As an open source contributor, it’s very unfulfilling and disappointing to find out you’re essentially an unpaid contributor to a company project.




I'm playing Devil's Advocate here because I sympathize with your point, but isn't there a way you can squint and look at this weird that it's true of pretty much everything else? IBM makes tons of money off of Linux, for example. iXsystems profits off of FreeBSD. Facebook profits off of their wildly popular C++ libraries.

I think we really need to divorce "profit" from "open source". OSS is great because we can contribute our own ideas to it, because we can learn from it, because we can form communities around it. It's also useful because it's a vector for entrepreneurship. Edit: why should these be mutually exclusive properties?

It's fair to point out that it can be a vector for exploiting unpaid labor. But that's an accessibility issue that exists already. For example, it's easy to tell folks interested in the field to "do open source work" if they want to get a job in the field. If you're a low-income single parent, this doesn't make CS more accessible, it's a sick joke. Even without profit, open source isn't this bastion of opportunity that we sometimes like to think it is.

You make an excellent point that it's hard to learn large new systems. But it's not impossible. Indeed, it's possible to make super meaningful contributions to the system in "limited time", starting with net zero knowledge: https://blog.quarkslab.com/playing-around-with-the-fuchsia-o.... To that end, I have to disagree that we're the kind of project that outsiders can't meaningfully contribute to.

I've addressed the point of community consensus elsewhere. All I can say here is that I personally owe my career to open source, and I'm therefore committed to helping others do the same. We opened the project to communicate with people. My personal goal is to do this and help as many people as possible succeed professionally through this vector.

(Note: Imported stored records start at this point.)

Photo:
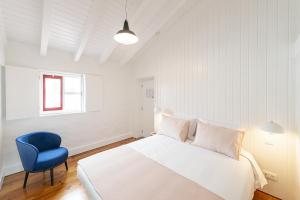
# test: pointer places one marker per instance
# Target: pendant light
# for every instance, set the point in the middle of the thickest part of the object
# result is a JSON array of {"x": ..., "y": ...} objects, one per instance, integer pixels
[{"x": 126, "y": 36}]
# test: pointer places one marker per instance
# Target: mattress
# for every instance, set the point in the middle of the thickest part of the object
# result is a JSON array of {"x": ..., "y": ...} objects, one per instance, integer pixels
[{"x": 230, "y": 179}]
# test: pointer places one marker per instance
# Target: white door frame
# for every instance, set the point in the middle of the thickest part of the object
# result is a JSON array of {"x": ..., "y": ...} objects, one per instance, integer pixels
[{"x": 139, "y": 105}]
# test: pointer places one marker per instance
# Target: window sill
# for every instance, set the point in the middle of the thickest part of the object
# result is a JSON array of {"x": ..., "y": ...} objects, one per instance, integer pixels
[{"x": 60, "y": 114}]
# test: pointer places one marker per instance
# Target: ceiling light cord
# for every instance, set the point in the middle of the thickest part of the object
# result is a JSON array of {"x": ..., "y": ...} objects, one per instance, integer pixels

> IBM makes tons of money off of Linux, for example.

Personally I would rather contribute to a GPL licensed project, because if big companies try to profit of it, they will also have to release their changes. Those could improve the project, and now the community does no longer have to do themselves -> Community devs get payed back in development time that they would have to spend themselves.

With permissively licensed projects (or commercially dual-licensed), where big companies are allowed to just take and improve it internally without giving anything back to the community, a community dev would pretty much be an unpaid developer for those companies.


> they will also have to release their changes

Strictly speaking, they only have to release their changes to people they distribute their product to. It's convenient to keep it entirely open, but not a requirement.

I agree that folks should contribute code to places they feel comfortable in any case. As I mentioned in GP, if you separate out pay, there are other reasons to work on OSS, and these motivations can coexist.


I think unpaid internship is unquestionably a good thing. It's consensual, and unpaid interns are usually happy to do unpaid internship.

It makes sense you are not happy to do unpaid internship, but the only thing it shows is that you are not the target audience.


>I think unpaid internship is unquestionably a good thing.

Unpaid internships are definitely questioned. You're very much incorrect here.


For one,they provide a major advantage to people who have enough money to be able to afford to go unpaid. And really, if a company can't or won't pay you even minimum wage (something like $500/week on the high end in the US), that should be a huge red flag.